Sein Song „Cow Cow Blues“ war der Grundstein für Ray Charles’ grossen Hit „Mess Around“.
Mitte der 1920er Jahre kam der Boogie-Woogie an die Ostküste der USA. Chicago und New York wurden die heimlichen Hauptstädte der Klaviervirtuosen. Richtig populär wurde der BoogieWoogie aber auf eine etwas ungewöhnliche Art und Weise, und zwar durch die so genannten „House Rent Partys”.
Für eine solche Party kaufte der Mieter einer Wohnung alkoholische Getränke, was heimlich passieren musste, denn in den USA gab es zu dieser Zeit die Prohibition. Des Weiteren engagierte er eine Band mit einem guten Boogie-Woogie-Pianisten und sorgte dafür, dass möglichst viele Leute davon erfuhren, dass am Abend in der Wohnung eine Boogie-Woogie Party stattfindet. Von den Gästen, die kamen, wurde dann Eintritt verlangt und mit diesem Geld wurde schließlich die Miete bezahlt.

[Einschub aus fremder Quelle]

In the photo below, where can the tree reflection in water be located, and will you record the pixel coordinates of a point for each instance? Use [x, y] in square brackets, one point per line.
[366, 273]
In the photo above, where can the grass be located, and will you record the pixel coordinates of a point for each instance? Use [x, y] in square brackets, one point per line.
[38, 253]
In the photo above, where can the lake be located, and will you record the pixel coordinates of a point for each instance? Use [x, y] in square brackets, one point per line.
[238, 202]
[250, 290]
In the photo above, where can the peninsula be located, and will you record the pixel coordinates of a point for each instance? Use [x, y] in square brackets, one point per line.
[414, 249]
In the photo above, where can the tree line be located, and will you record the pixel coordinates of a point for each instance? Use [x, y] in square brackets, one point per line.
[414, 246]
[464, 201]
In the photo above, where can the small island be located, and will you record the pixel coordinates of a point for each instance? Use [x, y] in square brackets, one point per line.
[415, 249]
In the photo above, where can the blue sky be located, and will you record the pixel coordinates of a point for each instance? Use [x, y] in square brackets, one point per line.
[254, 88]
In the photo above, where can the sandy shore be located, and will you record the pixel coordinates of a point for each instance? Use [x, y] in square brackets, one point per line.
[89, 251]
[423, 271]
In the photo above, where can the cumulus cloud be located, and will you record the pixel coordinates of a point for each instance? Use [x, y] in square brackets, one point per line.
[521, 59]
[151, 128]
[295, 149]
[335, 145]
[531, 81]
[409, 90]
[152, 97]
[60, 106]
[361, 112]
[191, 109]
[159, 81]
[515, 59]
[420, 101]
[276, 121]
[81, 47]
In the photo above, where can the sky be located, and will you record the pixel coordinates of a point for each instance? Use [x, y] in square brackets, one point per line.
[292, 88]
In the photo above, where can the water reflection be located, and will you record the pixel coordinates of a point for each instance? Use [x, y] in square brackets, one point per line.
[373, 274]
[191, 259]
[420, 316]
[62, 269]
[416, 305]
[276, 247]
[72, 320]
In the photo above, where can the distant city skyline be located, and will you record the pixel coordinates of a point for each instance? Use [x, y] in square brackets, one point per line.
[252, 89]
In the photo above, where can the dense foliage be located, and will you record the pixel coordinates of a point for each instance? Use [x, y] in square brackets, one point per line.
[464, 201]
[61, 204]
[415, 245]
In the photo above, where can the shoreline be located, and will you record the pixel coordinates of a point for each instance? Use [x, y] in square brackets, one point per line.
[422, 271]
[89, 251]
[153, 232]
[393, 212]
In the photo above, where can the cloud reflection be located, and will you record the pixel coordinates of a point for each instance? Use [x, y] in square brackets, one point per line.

Auf einer solchen Party hat auch der Autodidakt aus Alabama - Clarence Pinetop Smith (Bild, 1904-1929) seinen Pinetop`s Boogie zum ersten Mal gespielt. Das Stück basiert auf dem 1925 veröffentlichten „Jimmys Blue´s“ von Jimmy Blythe (1901-1931), dem einflussreichen Boogie Pianisten, der schon mit 30 Jahren an den Folgen einer Meningitis verstarb.
Pinetop Smith wurde zur Legende, weil er als erster Pianist ein Stück mit dem Namen „Boogie Woogie“ auf einer Schallplatte betitelte.
Am 29 Dezember 1928 wurde „Pinetop`s Boogie“ zum ersten mal veröffentlicht und somit entstand der erste Hit des Boogie Woogie. Leider konnte er sein Chart-Erfolg nicht mehr miterleben, da er im im Februar 1929 im Alter von 24 Jahren, bei einer Schießerei, an der er nicht beteiligt war, ums Leben kam. Einen Tag vor der geplanten zweiten Plattenaufnahme.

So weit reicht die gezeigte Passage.